What is not a coincidence, however, is Cloudera's increased support for Apache.

"At the same time that the ODP was announced, in fact the very same day, Cloudera announced that it was increasing its sponsorship of Apache. That was not intended to be a coincidence. So we double down on Apache as the place that we see is the right one for collaboration, and not the ODP."

"The Intel deal helps us remain an independent company"

This time last year Intel bought an 18 per cent stake in Cloudera for an unprecedented (for a big data firm) $740m. What difference has this made?

"On the engineering front we've been able to collaborate with them on a lot of security features, getting encryption into HDFS so that all the data can be encrypted at rest, a feature that a lot of companies require for PCI compliance," Cutting says, adding that Intel had also helped Cloudera expand into areas such as China where the chip-maker already had users of its own (now defunct) Hadoop distribution.

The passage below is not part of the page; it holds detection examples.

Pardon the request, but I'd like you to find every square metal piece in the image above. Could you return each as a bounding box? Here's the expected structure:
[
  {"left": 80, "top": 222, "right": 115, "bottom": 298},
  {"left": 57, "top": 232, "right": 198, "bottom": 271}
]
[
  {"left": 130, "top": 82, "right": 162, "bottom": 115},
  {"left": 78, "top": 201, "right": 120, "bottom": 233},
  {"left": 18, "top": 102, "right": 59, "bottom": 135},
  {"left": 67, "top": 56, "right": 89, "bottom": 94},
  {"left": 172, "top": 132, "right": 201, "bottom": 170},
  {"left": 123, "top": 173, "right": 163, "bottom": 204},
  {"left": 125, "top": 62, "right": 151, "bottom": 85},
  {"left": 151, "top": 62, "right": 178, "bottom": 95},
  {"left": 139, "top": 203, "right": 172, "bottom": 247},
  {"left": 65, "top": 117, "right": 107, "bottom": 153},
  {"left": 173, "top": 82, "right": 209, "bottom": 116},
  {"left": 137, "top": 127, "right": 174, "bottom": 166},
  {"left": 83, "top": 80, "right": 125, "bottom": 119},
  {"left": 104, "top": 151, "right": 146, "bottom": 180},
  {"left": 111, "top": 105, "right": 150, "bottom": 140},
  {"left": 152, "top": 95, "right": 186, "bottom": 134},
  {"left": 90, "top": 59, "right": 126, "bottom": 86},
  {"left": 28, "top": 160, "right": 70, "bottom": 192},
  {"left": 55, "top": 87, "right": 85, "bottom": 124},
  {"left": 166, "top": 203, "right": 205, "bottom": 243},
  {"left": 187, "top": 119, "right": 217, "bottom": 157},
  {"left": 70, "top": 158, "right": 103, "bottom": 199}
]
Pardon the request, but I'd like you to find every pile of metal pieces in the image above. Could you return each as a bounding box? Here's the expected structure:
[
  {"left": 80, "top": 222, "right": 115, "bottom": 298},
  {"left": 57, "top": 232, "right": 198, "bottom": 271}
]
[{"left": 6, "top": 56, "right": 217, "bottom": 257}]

"It also helps us to remain an independent company, to not be acquired. The terms of the deal are structured so we become harder to acquire."

Do those terms also restrict Cloudera from certifying other chip-makers' platforms?

"If there's a particular feature that we optimise then we have to do it at the same time or later than with Intel. But in practice Intel has 90-per-cent-plus of the data centre processors so they are not interested primarily in growing market share. They want this technology to work well on their hardware. That's the way that data centres will grow and that's the way Intel will grow."

"You'd be surprised how much is still happening on premises"

The big cloud providers such as Amazon and Microsoft are betting that those data centres will predominantly be theirs, but Cutting says that most Hadoop implementations are currently hosted by the users themselves.

"You'd be surprised how much is still happening on premises. It's historically been on premises and it remains on premises. We've always had some in the cloud and it's a growing portion, but it doesn't look like its going to become the majority for the next couple of years."

He adds: "For people doing large deployments on clusters the cloud isn't always economical and if you've got other on-premises systems that need to interact going back and forth between the cloud and on premises is going to be slow and expensive. So most folks are still deploying on premises.

"We're pretty much agnostic as to on-premises versus cloud, but so far the majority remain on premises."

"My favourite application? That's like asking me to pick my favourite child"

So what's the question Cutting least likes answering about Hadoop?

"That would be what my favourite application is. It's like asking what my favourite movie is. I like a lot of films, I don't like to pick favourites. Or it's like picking your favourite child: I like them all in different ways."